The Technical Debt of Earth Embedding Products

By Isaac Corley, Senior Machine Learning Engineer, Wherobots
28 Feb 2026

Every geospatial foundation model team solves the hard problem — training on petabytes of imagery. Nobody solves the easy one: letting other people use the output.

Late last year our team spent three days debugging why AlphaEarth embeddings loaded upside-down and how to best handle it. The fix required patches to GDAL, Rasterio, and TorchGeo. These aren’t independent: TorchGeo depends on Rasterio depends on GDAL. All three need updates, all three need version pins, and now your users can’t run older environments. One flipped coordinate killed backwards compatibility across the stack.

It keeps happening. Every new Earth embedding product ships like a snowflake, and if you want to compare or stack them, you end up writing glue code for half a dozen geospatial libraries. Our paper formalizes this with a taxonomy and TorchGeo integration. This post is about what keeps breaking and why the ecosystem still needs some work.

Moving AlphaEarth’s 465 TB out of Earth Engine cost tens of thousands of dollars in egress fees. Taylor Geospatial Engine and Radiant Earth paid that bill so the rest of us don’t have to — shoutout Jeff Albrecht for the heavy lifting. Where you host and how you format at inference time sets the bill for everyone downstream.

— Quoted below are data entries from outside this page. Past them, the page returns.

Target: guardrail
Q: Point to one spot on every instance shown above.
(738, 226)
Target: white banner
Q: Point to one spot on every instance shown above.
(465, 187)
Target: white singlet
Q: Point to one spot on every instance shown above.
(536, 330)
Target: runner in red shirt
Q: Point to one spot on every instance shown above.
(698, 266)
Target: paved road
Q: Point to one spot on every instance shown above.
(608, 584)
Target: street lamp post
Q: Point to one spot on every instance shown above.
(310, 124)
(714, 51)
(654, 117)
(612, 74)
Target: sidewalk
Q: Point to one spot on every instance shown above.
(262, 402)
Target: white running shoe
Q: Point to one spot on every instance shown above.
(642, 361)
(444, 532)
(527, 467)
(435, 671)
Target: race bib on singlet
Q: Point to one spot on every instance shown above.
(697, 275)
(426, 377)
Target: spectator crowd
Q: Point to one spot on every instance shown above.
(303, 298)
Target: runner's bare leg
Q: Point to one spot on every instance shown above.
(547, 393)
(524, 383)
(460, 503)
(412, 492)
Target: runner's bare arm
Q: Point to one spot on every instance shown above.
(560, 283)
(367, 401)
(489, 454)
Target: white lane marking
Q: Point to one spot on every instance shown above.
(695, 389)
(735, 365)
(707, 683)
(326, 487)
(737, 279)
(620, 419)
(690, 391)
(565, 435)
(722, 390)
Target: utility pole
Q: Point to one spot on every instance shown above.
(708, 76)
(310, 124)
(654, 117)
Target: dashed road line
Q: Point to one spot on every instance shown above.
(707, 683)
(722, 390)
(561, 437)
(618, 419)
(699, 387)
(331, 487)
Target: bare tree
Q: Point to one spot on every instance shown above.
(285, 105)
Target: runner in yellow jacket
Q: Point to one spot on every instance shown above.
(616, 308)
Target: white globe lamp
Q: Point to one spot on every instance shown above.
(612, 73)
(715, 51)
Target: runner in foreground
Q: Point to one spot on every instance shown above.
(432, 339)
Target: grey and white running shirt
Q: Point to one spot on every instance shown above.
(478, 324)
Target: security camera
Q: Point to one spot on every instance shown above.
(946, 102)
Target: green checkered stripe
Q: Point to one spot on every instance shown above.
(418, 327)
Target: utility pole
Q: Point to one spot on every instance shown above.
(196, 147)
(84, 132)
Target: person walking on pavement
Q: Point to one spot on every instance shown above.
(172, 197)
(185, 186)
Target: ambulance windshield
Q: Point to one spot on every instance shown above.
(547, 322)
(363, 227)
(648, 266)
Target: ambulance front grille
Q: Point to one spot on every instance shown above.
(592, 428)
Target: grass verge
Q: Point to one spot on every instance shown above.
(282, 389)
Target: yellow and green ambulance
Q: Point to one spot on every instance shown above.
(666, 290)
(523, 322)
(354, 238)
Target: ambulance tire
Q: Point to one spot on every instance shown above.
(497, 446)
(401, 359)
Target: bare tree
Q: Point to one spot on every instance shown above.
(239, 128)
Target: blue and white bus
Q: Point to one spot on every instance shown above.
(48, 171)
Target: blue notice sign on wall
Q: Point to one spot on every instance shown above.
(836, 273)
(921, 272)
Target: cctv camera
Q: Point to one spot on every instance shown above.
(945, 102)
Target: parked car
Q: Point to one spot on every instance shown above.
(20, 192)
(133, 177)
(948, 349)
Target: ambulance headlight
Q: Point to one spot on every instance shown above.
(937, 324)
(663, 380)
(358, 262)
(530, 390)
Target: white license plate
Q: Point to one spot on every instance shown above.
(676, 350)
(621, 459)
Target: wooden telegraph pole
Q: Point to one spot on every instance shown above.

Three layers, one tradeoff

In the paper we organize the ecosystem into three layers: data, tools, and value. The data layer is where most decisions get made. Patch embeddings are cheap and small but sacrifice spatial detail. Pixel embeddings preserve more, but storage and bandwidth get expensive fast. The tools layer is where you figure out if embeddings are any good: benchmarks, intrinsic dimension analysis. The value layer is what you build on top: mapping, retrieval, time-series. Most teams jump to the value layer without spending enough time in the tools layer first.

Data	Tools	Value
Embeddings	Analysis	Applications
Location embeddings	Benchmarks	Mapping
Patch embeddings	Intrinsic dimension	Retrieval
Pixel embeddings	Open challenges	Time-series

Everything ships, nothing plugs in

Embeddings are scattered across Source Cooperative, Hugging Face, Earth Engine, private servers, and one-off GitHub repos. Each has its own tile scheme, CRS assumptions, file layout, and storage format. The teams behind these products did the hard part: petabyte-scale processing, cloud cover filtering, reprojection, model inference, etc. The distribution layer is where it falls apart.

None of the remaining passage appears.